Design and creation of a racially diverse lung cancer registry with detailed genomic and environmental annotation.
Academic Article
Overview
abstract
BACKGROUND: The proportion of lung cancers affecting individuals who have never smoked is growing, with these cancers being prone to harboring mutations in the epidermal growth factor receptor (EGFR) gene. Little is known about risk factors and prognostic indicators for EGFR-mutant cancers, with current research limited by the scarcity of datasets integrating genomic, clinical, and environmental data. METHODS: We created the Meyer Cancer Center-Molecularly Enhanced Lung cancer Database (MCC-MELD) including lung cancer cases from a large catchment area in New York City. We identified cases through linkage to our institution's cancer registry and a clinician-initiated, manually curated database. We linked all cases to the electronic health record and in-house tumor genomic testing results. We used natural language processing (NLP) to extract unstructured genomic testing results and detailed smoking history. We linked geocoded addresses to detailed area-level measures. RESULTS: MCC-MELD contains 9,573 lung cancer patients diagnosed 1988-2024, of whom 20% were non-Hispanic Asian, 14% were non-Hispanic Black, and 8% were Hispanic.
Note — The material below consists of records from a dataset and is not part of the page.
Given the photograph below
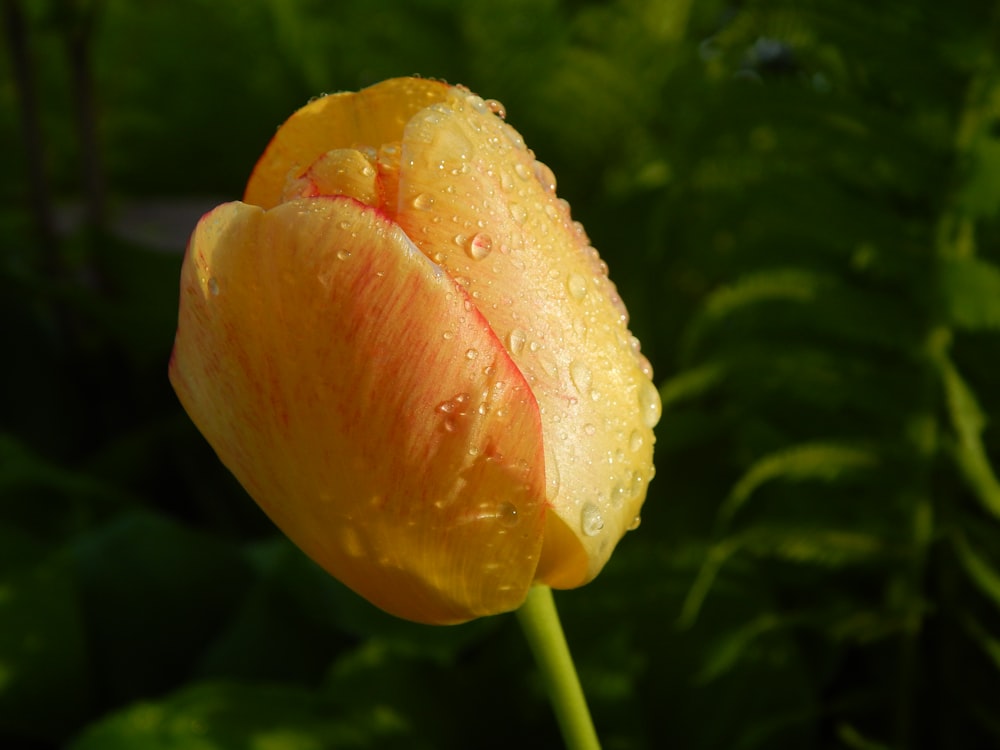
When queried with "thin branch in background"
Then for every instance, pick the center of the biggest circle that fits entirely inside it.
(78, 38)
(39, 196)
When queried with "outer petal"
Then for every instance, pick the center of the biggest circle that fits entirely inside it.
(475, 200)
(363, 402)
(371, 117)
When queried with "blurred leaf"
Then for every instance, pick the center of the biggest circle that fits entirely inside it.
(971, 291)
(143, 575)
(44, 670)
(226, 716)
(985, 577)
(819, 461)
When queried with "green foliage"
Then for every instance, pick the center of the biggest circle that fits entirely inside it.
(800, 204)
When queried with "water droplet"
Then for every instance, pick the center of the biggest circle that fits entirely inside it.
(350, 541)
(579, 373)
(477, 104)
(649, 403)
(545, 176)
(577, 285)
(591, 520)
(507, 513)
(515, 340)
(479, 246)
(635, 441)
(423, 202)
(496, 108)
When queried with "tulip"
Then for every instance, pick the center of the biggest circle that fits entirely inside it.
(410, 356)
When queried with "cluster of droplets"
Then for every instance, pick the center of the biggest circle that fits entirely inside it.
(509, 214)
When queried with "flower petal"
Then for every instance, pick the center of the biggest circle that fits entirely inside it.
(364, 403)
(476, 201)
(371, 117)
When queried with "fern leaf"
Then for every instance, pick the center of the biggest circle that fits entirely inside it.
(970, 290)
(831, 548)
(810, 461)
(983, 575)
(968, 422)
(691, 383)
(773, 285)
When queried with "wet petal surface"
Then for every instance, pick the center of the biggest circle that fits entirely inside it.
(363, 401)
(477, 202)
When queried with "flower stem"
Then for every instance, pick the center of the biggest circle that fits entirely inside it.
(540, 623)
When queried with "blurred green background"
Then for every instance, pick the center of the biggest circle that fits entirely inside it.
(799, 203)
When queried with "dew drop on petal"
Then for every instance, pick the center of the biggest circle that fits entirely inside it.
(649, 403)
(496, 108)
(580, 374)
(423, 202)
(636, 441)
(479, 246)
(515, 340)
(507, 513)
(545, 176)
(577, 285)
(591, 520)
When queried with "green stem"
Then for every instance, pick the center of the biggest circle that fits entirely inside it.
(540, 623)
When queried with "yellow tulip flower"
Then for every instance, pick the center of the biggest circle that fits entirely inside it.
(410, 356)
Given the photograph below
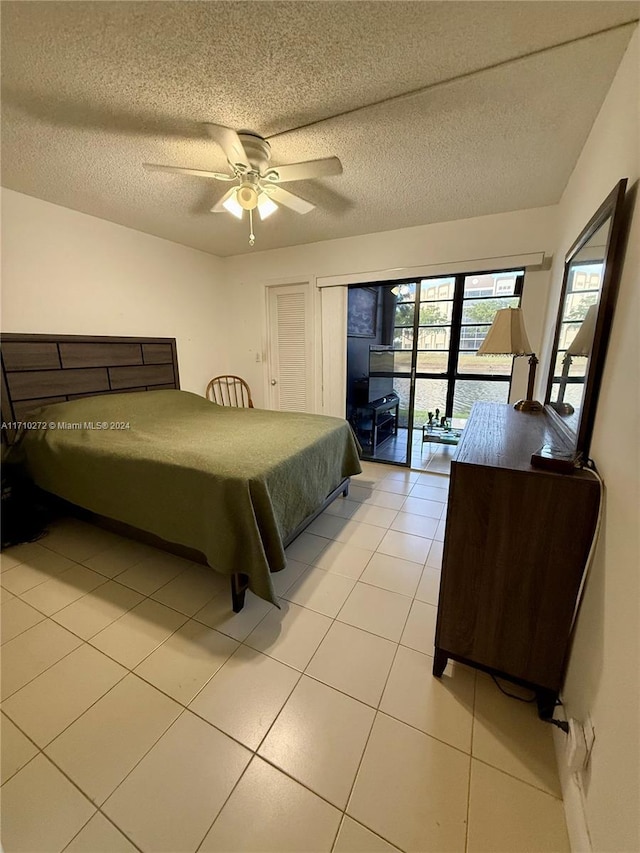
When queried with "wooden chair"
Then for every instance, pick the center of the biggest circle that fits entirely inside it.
(230, 391)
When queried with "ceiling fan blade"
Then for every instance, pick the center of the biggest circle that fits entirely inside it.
(288, 199)
(303, 171)
(180, 170)
(218, 207)
(230, 143)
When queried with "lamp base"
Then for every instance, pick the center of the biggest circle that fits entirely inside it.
(528, 406)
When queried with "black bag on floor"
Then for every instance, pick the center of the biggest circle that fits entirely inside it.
(24, 518)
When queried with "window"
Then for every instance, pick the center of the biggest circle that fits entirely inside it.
(439, 325)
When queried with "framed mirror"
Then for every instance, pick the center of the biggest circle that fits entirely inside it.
(589, 289)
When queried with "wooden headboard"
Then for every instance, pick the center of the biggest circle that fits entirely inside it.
(38, 370)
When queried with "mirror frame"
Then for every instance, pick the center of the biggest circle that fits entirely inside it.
(611, 207)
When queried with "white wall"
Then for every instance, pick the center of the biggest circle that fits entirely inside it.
(519, 232)
(603, 679)
(69, 273)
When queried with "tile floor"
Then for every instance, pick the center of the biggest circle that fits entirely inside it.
(425, 456)
(138, 712)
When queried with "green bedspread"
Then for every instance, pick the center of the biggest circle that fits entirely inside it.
(232, 483)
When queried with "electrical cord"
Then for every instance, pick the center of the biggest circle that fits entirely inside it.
(591, 468)
(512, 695)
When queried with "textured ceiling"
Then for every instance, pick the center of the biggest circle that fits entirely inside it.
(507, 93)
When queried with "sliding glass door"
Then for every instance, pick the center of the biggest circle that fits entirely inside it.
(428, 332)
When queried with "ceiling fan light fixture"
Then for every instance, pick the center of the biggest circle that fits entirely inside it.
(232, 205)
(266, 206)
(247, 196)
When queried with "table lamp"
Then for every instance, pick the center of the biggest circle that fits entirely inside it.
(507, 336)
(580, 346)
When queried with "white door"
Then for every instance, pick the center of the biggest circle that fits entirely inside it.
(290, 351)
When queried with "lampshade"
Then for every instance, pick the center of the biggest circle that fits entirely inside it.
(247, 195)
(583, 341)
(507, 335)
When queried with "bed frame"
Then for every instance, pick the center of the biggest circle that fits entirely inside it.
(39, 370)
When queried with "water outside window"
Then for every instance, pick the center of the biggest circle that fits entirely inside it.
(428, 335)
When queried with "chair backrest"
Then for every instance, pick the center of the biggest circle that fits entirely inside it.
(230, 391)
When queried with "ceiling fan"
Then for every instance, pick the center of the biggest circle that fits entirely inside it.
(257, 185)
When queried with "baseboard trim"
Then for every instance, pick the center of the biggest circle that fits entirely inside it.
(572, 797)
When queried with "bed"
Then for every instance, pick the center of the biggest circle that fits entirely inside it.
(235, 485)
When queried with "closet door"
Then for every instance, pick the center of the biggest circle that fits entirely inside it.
(291, 347)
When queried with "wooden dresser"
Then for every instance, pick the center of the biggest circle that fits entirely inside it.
(516, 544)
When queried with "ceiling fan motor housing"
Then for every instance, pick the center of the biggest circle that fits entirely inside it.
(248, 191)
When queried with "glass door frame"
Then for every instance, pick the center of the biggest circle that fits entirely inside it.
(451, 376)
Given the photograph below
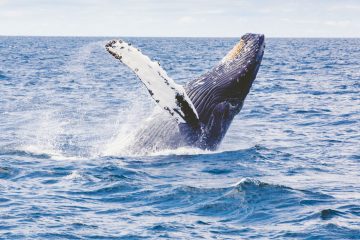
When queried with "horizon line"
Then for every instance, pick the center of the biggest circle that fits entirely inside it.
(134, 36)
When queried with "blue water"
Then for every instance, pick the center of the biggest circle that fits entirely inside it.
(289, 166)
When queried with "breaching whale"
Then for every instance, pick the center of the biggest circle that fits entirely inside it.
(199, 113)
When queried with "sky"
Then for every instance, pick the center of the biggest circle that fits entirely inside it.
(183, 18)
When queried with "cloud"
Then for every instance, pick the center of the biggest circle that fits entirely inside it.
(185, 20)
(338, 23)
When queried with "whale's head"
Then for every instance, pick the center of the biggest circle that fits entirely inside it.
(219, 94)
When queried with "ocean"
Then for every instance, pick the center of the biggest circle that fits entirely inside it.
(288, 168)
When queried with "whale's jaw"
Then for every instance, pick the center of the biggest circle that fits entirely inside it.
(219, 94)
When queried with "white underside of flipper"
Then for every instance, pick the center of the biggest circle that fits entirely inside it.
(166, 93)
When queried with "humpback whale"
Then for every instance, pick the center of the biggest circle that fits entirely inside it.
(199, 113)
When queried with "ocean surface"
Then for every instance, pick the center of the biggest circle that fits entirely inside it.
(289, 166)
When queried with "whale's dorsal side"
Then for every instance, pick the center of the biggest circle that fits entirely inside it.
(167, 94)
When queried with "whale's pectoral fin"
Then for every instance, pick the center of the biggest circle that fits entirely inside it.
(170, 96)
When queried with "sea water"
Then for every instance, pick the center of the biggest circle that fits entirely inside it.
(289, 166)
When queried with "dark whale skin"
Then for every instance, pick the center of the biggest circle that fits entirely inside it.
(217, 95)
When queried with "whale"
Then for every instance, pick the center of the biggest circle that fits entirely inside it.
(199, 113)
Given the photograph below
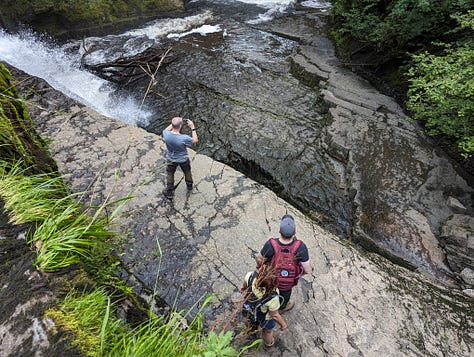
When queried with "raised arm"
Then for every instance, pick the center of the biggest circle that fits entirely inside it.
(193, 132)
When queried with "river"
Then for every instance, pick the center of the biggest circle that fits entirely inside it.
(366, 173)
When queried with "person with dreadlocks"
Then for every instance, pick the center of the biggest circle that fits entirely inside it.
(262, 302)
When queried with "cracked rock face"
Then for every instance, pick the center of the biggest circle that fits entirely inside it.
(329, 142)
(204, 242)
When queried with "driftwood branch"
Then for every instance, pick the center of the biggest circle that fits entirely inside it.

We identified 1,092 (11.4%) EGFR-mutant cancers, with NLP identifying 397 cases not identified by structured data. NLP showed high accuracy in ascertaining EGFR status (97%) and quantitative smoking history variables (90-98%). Never-smokers made up 16% of the cases in MCC-MELD. CONCLUSIONS: MCC-MELD is an NLP-enhanced database containing clinical information, genomic testing results, and linkages to area-level data for lung cancer patients from a diverse urban setting. IMPACT: This resource can facilitate studies on lung cancer risk factors, treatment patterns, and outcomes by EGFR and other driver mutation status.